Vertaling van rester

Inhoud:

Frans
Nederlands
rester {ww.}
blijven 
verblijven
toeven
resteren
resten
overblijven 
Rester chez soi est ennuyeux.
Het is saai om thuis te blijven.
Rester à la maison est chiant.
Thuis blijven is saai.


Voorbeelden in zinsverband

Frans
Nederlands

Rester chez soi est ennuyeux.

Het is saai om thuis te blijven.

Rester chez soi n'est pas marrant.

Thuis blijven is niet leuk.

Rester à la maison est chiant.

Thuis blijven is saai.

J'espère que nous pourrons rester en contact.

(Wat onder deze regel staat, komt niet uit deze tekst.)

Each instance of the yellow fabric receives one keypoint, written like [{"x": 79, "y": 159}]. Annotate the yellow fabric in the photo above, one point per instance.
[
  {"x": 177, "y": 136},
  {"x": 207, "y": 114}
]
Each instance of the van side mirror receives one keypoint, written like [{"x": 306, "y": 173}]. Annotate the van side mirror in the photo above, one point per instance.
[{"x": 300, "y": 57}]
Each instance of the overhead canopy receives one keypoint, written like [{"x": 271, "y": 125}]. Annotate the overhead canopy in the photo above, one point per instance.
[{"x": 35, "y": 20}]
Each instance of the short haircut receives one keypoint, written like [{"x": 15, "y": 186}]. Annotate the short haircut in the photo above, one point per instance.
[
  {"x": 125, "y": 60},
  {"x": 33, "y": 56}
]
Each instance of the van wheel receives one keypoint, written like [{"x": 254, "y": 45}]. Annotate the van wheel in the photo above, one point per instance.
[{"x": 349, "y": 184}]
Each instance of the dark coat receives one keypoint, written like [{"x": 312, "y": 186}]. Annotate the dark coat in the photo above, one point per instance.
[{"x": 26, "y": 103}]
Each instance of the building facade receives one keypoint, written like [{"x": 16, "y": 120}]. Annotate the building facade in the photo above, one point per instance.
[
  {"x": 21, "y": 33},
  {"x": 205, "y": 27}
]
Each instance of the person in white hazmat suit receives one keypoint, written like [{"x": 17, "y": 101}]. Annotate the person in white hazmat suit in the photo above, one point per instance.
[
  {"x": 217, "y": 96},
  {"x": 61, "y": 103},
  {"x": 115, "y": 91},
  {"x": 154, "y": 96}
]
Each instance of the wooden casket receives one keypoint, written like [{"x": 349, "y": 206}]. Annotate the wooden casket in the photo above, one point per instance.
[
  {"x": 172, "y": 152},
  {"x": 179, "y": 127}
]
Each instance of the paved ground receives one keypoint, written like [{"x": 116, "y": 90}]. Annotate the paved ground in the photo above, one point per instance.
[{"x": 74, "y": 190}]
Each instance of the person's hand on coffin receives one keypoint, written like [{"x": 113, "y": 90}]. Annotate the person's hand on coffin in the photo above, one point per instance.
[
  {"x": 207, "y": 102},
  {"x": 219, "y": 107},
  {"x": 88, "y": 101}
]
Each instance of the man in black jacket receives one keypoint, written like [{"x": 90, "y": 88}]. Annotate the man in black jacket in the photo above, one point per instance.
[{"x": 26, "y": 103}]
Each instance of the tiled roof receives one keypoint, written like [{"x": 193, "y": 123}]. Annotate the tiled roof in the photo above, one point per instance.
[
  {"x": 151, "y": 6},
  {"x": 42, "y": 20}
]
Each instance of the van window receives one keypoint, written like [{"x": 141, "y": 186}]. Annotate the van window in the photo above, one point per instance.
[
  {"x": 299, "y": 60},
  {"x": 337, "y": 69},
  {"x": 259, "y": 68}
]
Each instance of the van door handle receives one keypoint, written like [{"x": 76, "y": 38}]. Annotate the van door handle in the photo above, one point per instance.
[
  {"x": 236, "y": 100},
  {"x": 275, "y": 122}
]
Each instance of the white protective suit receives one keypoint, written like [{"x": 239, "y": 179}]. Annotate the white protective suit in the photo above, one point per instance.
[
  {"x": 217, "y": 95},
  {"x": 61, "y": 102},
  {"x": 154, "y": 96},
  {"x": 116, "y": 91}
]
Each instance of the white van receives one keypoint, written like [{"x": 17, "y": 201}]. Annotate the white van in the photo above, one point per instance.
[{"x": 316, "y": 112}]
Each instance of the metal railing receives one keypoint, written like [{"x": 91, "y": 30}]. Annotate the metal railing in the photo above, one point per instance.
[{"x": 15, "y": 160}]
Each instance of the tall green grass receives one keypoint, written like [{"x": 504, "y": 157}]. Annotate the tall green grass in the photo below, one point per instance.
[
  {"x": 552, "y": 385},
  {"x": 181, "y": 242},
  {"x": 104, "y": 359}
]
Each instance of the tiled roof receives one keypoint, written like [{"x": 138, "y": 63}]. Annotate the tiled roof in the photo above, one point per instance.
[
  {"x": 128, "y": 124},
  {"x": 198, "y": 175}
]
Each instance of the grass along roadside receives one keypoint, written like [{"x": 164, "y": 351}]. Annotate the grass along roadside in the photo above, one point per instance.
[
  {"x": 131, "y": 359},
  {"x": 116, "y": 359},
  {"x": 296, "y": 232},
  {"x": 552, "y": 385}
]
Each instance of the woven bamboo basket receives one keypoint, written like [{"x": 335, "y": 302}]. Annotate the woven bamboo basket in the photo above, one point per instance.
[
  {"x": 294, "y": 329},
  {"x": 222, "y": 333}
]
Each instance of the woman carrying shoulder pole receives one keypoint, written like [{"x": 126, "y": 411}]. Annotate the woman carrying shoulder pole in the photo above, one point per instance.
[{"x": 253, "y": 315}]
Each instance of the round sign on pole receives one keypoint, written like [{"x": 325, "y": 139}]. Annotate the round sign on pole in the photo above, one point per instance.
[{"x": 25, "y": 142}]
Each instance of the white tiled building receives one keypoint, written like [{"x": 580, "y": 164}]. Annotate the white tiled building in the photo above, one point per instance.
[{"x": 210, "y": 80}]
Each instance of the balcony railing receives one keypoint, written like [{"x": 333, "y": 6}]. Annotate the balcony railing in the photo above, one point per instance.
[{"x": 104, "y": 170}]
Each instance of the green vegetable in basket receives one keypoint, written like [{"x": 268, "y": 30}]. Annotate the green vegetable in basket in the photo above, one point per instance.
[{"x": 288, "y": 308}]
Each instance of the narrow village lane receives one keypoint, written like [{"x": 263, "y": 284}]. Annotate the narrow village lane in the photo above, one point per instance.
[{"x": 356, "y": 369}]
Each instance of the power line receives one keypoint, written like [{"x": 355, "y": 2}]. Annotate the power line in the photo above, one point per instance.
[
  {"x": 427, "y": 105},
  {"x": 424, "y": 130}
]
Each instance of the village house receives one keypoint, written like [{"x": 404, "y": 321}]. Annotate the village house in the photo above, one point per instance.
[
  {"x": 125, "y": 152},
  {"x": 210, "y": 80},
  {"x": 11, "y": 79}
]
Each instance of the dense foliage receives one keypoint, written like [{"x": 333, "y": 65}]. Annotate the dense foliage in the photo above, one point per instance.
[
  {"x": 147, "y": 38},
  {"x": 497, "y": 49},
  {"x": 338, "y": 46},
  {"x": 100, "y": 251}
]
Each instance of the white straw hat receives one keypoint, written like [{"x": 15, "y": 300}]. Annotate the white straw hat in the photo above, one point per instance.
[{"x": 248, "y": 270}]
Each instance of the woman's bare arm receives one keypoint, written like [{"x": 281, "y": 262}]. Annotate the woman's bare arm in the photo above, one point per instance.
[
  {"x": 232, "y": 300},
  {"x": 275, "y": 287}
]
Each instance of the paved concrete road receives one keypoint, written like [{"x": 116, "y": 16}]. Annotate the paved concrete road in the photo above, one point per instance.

Ik hoop dat we in contact zullen kunnen blijven.

Nous voulons rester ce que nous sommes.

We willen blijven wat we zijn.

Je pense que je vais rester ici.

Ik denk dat ik hier blijf.

Je préférerais rester à la maison.

Ik zou liever thuis blijven.

Combien de temps encore devrai-je rester à l'hôpital ?

Hoe lang moet ik nog in het ziekenhuis blijven?

Il est parti pour rester avec son cousin.

Hij ging weg om bij zijn kozijn te blijven.

Allez-vous juste rester planté là toute la journée ?

Ga je daar de hele dag blijven staan?

Combien de jours as-tu prévu de rester ?

Hoeveel dagen ben je van plan om te blijven?

Je préférerais sortir plutôt que de rester à l'intérieur.

Ik zou liever buiten gaan dan binnen te blijven.

J'ai dû rester au lit toute la journée.

Ik moest de hele dag in bed blijven.

Nous avions l’intention de rester là près de deux semaines.

We waren van plan om daar ongeveer twee weken te blijven.

Le train était tellement bondé que je dus rester debout durant tout le voyage.

De trein was zo druk dat ik de hele rit heb moeten staan.